Carbon Signal’s analysis has two key steps: baseline generation and intervention analysis.
Baseline generation
In the baseline generation step, Carbon Signal identifies combinations of building characteristics that explain observed patterns in monthly energy use, or - when no energy use data is available - characteristics that are likely to represent the building, given other known data points such as building type and location.
Intervention analysis
Once the baseline is established, interventions are analyzed by adjusting specific model characteristics and comparing the resulting energy use to the baseline.
Ensemble modeling
During both steps, we use ensemble modeling, a statistical technique that combines multiple models to produce more robust predictions by accounting for uncertainty.
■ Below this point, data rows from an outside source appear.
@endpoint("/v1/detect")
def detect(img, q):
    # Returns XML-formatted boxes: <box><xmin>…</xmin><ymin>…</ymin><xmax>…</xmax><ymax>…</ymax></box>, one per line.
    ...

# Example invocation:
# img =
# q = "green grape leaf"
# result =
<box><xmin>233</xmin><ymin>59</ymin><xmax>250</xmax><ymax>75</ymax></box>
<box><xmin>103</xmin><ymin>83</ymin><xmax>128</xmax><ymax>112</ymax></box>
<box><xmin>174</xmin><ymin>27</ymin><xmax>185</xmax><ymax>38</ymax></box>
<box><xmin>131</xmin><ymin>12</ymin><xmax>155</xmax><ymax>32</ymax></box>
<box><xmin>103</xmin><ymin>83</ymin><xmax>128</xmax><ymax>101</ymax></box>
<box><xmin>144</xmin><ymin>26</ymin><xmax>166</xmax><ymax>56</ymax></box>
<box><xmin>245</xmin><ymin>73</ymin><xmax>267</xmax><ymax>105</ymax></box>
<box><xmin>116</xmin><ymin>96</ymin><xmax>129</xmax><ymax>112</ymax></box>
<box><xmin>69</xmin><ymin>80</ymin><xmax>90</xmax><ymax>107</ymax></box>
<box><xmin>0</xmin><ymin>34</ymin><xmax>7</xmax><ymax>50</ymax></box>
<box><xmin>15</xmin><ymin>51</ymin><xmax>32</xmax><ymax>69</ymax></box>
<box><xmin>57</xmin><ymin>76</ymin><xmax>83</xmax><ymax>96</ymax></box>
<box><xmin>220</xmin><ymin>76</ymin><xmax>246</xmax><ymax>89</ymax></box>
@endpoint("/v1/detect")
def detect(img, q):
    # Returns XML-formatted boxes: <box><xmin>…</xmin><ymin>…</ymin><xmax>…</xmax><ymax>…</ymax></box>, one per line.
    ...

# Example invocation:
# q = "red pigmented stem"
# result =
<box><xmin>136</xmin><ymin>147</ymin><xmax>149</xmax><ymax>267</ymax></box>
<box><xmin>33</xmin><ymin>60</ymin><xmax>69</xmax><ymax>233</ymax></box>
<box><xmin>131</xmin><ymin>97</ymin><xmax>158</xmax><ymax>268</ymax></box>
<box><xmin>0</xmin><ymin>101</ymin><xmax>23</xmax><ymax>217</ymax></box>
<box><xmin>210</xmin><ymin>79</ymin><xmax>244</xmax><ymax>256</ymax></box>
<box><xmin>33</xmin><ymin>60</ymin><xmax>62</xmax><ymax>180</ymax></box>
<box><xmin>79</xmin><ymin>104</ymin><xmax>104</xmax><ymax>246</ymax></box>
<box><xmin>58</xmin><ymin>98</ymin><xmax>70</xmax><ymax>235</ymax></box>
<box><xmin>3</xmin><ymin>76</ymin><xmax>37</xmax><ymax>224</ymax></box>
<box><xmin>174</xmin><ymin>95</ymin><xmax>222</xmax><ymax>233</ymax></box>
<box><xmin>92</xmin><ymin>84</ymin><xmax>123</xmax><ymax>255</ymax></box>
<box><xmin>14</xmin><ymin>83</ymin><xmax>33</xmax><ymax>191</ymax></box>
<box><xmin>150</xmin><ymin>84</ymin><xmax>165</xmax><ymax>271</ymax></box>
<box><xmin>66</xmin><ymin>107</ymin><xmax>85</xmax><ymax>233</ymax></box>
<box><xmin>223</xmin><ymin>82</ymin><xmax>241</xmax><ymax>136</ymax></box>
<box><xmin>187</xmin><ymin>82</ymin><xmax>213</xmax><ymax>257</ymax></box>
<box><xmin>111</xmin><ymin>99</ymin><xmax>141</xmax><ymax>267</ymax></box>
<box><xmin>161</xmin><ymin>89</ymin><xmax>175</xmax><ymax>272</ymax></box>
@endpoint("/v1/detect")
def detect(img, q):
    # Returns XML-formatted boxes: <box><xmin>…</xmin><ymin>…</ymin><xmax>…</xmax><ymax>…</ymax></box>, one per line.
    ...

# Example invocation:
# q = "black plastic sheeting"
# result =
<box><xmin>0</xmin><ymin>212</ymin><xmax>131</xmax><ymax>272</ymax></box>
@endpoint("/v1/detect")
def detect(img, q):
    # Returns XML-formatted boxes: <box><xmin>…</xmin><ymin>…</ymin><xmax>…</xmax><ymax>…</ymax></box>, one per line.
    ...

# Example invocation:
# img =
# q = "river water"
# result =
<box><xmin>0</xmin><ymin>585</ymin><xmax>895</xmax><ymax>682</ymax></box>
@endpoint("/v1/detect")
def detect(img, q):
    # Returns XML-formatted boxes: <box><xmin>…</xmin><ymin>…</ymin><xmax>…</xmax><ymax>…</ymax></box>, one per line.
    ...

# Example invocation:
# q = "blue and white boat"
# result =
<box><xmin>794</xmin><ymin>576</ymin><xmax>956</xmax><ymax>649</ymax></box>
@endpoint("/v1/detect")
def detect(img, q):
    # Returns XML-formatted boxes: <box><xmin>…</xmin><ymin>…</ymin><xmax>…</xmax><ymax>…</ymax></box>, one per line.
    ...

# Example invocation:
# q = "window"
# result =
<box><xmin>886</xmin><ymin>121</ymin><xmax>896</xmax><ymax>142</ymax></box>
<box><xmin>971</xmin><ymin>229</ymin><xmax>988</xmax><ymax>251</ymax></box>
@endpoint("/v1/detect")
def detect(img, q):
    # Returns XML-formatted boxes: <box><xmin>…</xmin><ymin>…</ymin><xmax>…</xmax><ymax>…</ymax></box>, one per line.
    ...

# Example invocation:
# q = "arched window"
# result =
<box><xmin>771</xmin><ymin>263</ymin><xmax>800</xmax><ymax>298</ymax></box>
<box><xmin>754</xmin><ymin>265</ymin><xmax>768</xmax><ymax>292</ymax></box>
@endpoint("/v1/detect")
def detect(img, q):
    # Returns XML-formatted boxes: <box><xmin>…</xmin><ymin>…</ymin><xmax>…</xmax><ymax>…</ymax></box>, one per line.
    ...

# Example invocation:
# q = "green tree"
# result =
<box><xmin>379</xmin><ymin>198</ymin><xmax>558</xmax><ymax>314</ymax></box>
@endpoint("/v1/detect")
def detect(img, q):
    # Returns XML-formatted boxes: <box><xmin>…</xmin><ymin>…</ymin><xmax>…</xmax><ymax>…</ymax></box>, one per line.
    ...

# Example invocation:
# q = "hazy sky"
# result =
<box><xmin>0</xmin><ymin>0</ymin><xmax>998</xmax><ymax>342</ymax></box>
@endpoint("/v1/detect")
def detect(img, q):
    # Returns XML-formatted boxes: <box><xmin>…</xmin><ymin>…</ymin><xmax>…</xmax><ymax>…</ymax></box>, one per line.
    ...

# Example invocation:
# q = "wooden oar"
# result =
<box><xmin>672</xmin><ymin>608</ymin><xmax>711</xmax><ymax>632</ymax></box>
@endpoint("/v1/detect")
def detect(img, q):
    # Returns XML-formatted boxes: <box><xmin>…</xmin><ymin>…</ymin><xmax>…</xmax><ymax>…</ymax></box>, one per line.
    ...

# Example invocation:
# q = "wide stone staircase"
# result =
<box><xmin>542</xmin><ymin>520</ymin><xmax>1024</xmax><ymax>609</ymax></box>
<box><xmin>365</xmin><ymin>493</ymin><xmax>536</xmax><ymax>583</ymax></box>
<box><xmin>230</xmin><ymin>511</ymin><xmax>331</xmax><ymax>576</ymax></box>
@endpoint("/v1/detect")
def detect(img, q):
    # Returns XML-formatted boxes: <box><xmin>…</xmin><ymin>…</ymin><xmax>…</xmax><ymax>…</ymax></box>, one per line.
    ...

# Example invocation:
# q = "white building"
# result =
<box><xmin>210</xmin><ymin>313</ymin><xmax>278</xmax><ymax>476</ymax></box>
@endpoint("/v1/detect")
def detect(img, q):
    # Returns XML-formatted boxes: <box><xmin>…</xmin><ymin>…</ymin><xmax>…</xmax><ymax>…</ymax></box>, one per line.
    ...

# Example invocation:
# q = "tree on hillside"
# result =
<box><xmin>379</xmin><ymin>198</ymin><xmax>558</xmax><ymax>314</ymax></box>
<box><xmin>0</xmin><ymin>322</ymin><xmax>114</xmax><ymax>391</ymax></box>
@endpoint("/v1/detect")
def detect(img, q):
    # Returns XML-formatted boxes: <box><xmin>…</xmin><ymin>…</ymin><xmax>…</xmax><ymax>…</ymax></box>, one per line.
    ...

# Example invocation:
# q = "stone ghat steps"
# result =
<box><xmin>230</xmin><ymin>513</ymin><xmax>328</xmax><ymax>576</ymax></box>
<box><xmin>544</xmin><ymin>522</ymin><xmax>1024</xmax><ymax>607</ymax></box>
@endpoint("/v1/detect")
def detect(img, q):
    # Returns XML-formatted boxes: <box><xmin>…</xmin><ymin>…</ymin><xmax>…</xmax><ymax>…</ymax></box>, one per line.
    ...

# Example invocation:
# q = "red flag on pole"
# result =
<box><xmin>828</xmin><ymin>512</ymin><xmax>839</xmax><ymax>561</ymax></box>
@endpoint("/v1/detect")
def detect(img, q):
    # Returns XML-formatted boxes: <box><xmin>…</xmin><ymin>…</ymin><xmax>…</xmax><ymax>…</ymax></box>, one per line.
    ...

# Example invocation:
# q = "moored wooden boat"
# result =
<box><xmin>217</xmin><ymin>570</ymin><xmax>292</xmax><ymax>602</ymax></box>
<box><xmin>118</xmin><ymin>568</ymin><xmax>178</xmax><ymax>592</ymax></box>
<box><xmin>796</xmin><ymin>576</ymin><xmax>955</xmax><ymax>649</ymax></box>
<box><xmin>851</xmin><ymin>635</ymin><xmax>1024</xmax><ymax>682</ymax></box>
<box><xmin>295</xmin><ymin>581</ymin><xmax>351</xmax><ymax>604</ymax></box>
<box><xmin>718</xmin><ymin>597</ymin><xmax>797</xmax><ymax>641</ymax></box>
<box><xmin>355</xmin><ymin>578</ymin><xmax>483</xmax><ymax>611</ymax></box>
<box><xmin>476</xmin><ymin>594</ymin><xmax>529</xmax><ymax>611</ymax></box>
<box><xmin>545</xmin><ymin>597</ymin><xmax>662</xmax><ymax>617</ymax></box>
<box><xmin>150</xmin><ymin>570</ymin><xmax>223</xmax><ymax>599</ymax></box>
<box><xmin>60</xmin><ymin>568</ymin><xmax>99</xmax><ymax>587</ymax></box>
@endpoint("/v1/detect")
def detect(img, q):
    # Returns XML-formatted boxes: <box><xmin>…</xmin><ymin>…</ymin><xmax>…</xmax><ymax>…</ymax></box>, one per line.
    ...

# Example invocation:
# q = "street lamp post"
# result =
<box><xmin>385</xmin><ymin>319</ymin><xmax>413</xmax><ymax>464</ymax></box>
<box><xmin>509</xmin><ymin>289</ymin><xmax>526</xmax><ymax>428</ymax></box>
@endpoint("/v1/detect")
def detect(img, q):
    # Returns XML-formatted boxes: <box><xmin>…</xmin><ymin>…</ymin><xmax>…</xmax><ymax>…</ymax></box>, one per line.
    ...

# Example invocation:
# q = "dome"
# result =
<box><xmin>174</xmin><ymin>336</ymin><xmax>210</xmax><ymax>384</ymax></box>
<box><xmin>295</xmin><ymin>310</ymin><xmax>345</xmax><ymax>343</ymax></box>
When we refer to the “the model,” it means the entire ensemble, which is composed of many individual models. Understanding this technique is key to interpreting information on Carbon Signal.
A simple example can help illustrate how ensemble modeling is used and how to interpret results: Imagine a building in a cold climate with high wintertime energy use. Using thermodynamic equations, you could calculate the exact wall R-value if you knew the values for all other variables that affect heat transfer – everything from infiltration rates to heating system efficiency. However, since we don’t know any of those other values, the best we can do is predict a likely range for the wall R value. To capture this uncertainty, we use a collection of energy models – an ensemble – where each ensemble member carries a slightly different set of assumptions but results in the same pattern of energy use. Within the ensemble, there might be a member with R-5 walls and a member with R-15 walls. When we evaluate an intervention, such as adding insulation, we compute the effect on each member of the ensemble. Since there are a range of baseline values, the impact of these changes will vary across the ensemble, producing a range of savings estimates.
Statistical interpretation
When we show statistics on Carbon Signal, we typically show the median value along with the 5th and 95th percentiles to represent the range of values in the ensemble.
Means vs medians
The mean value represents the average, calculated by adding all the numbers and dividing by the total count. The median is the middle value in an ordered dataset. It divides the data into two halves, with 50% of the values falling below and 50% above it. Medians are less sensitive to outliers and can give a better sense of the “typical” value in skewed distributions.
It’s important to understand that these statistics summarize the distribution of individual metrics across the ensemble. As a result, some numbers may not add up in an intuitive way. For instance, the median percentage for heating and the median percentage for cooling might come from different ensemble members, so adding them may not equal the median of their combined total. Similarly, for an intervention that reduces both electricity and natural gas use, the sum of the median savings for each utility may differ from the median of the total savings.